Member states could still choose to authorise emergency use but pre-Brexit the UK opted not to do so. The government this year gave permission in principle for its use, in a move condemned by environmental groups, although the industry will not use it in 2021 as weather projections indicate the virus will hit less severely.
Meanwhile, prices paid to growers have gradually declined, especially following the EU deregulation.
David Hoyles, a grower in south-east Lincolnshire, said: “The last few years have been more difficult: the price has come down and . . . if you get a poor year, it hits you a lot harder.”
Hoyles added: “With global warming we’ve seen a change in weather patterns, with hot dry spells and wet spells, more extremes, and that has brought other pests and diseases to the crop.”
British Sugar has increased prices paid to farmers by 70p a tonne this year as global sugar prices rallied and after it reported improved profitability in the financial year to September 2020 “from the unacceptable levels seen over the two years after the abolition of EU sugar quotas in October 2017”.
But the company said the late 2020 harvest was hit by “truly exceptional” weather, including the wettest February since 1914 and driest May since 1868.
Hoyles said the combination of weather and disease caused a 61 per cent drop in yields and the NFU’s Sly put growers’ losses at £45m.
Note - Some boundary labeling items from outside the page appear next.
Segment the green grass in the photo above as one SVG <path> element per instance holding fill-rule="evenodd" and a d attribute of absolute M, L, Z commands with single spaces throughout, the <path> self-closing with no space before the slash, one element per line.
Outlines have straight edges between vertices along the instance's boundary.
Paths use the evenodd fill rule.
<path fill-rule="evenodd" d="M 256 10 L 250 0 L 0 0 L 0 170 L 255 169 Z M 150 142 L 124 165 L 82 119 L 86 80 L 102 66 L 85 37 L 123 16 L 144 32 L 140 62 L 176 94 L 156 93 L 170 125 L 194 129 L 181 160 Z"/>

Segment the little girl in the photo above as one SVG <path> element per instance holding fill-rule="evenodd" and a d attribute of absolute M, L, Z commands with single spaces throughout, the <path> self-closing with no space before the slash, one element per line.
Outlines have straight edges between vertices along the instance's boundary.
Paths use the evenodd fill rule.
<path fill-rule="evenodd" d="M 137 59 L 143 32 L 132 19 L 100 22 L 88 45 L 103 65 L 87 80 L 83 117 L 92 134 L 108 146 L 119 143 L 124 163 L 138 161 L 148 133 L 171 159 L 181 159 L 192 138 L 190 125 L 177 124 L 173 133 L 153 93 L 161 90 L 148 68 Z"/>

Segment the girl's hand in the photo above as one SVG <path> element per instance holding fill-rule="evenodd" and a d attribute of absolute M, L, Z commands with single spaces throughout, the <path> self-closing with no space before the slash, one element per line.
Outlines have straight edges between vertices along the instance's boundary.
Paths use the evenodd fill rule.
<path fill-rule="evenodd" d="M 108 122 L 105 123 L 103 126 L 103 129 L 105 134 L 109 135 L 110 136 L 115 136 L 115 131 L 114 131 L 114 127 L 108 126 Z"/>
Some are replacing beet with oilseed rape or oats.
James Peck of PX Farms in Cambridgeshire said he started growing sugar beet eight years ago and was the country’s third-largest grower, producing about 82,000 tonnes. But he stopped after losing £640,000 on the 2020 harvest, even though he valued sugar beet’s role in crop rotation, helping to control weeds.
British Sugar said plant breeders are working on varieties that would resist virus yellows. It also hopes the disease can be fought using gene editing, in which DNA sequences are deleted, modified or inserted.
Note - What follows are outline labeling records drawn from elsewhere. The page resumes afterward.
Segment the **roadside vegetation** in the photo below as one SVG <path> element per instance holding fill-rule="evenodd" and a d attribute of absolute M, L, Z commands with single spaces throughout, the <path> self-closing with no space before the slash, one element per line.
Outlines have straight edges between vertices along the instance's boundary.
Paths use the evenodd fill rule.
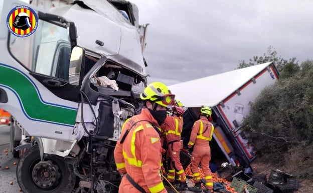
<path fill-rule="evenodd" d="M 241 61 L 238 68 L 274 61 L 280 73 L 251 105 L 243 129 L 259 160 L 283 166 L 300 178 L 313 180 L 313 61 L 285 60 L 269 47 L 261 57 Z"/>

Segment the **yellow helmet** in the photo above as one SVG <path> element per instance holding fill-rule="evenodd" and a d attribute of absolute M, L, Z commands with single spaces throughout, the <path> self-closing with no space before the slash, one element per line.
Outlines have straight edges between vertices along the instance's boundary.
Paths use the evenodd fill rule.
<path fill-rule="evenodd" d="M 179 107 L 184 107 L 183 103 L 177 99 L 175 100 L 175 105 L 178 106 Z"/>
<path fill-rule="evenodd" d="M 140 94 L 140 98 L 167 108 L 171 108 L 175 104 L 175 95 L 171 93 L 171 91 L 164 84 L 159 82 L 149 84 Z"/>
<path fill-rule="evenodd" d="M 203 107 L 200 109 L 200 113 L 211 116 L 212 115 L 212 110 L 211 110 L 211 108 L 209 107 Z"/>

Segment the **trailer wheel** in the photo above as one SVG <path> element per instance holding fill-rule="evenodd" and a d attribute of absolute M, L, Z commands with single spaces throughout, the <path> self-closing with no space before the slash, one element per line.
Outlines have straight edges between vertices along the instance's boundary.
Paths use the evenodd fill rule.
<path fill-rule="evenodd" d="M 15 127 L 16 127 L 16 122 L 11 118 L 11 125 L 10 126 L 10 136 L 11 136 L 11 147 L 12 151 L 12 154 L 14 157 L 20 157 L 20 153 L 19 151 L 16 151 L 14 148 L 20 145 L 20 141 L 15 140 Z"/>
<path fill-rule="evenodd" d="M 40 160 L 38 145 L 27 149 L 17 167 L 18 182 L 25 193 L 72 192 L 75 175 L 72 165 L 54 155 Z"/>

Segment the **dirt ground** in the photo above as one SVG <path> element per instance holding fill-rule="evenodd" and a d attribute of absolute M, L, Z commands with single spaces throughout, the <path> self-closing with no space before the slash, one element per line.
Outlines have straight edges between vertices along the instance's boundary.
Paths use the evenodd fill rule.
<path fill-rule="evenodd" d="M 257 160 L 255 160 L 255 161 L 251 163 L 251 166 L 253 169 L 255 174 L 266 174 L 268 179 L 271 169 L 275 170 L 276 169 L 278 169 L 283 172 L 288 173 L 288 171 L 285 171 L 282 168 L 277 168 L 270 164 L 261 162 Z M 294 191 L 294 193 L 309 192 L 313 192 L 313 181 L 307 179 L 299 179 L 299 188 L 297 191 Z"/>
The UK government is consulting on taking a more liberal approach to gene editing than the EU. This would be “the closest thing to a silver bullet” for virus yellows, said Kenward.
British Sugar has left the door open to improved deals with growers. “We are very optimistic for the growing season to come, and I look forward to putting this crop behind us and embracing the many opportunities the industry has to grow profitably together,” Kenward said.
Farmers such as Wright and Peck, however, are looking elsewhere. Wright said his family’s decision to stop growing beet has caused a stir locally because his farm is just four miles from the Cantley factory.
“We’re in an area of historic growing where every farm has grown sugar beet, and we’re one of the first in our immediate area to stop. It’s quite a big thing,” he said.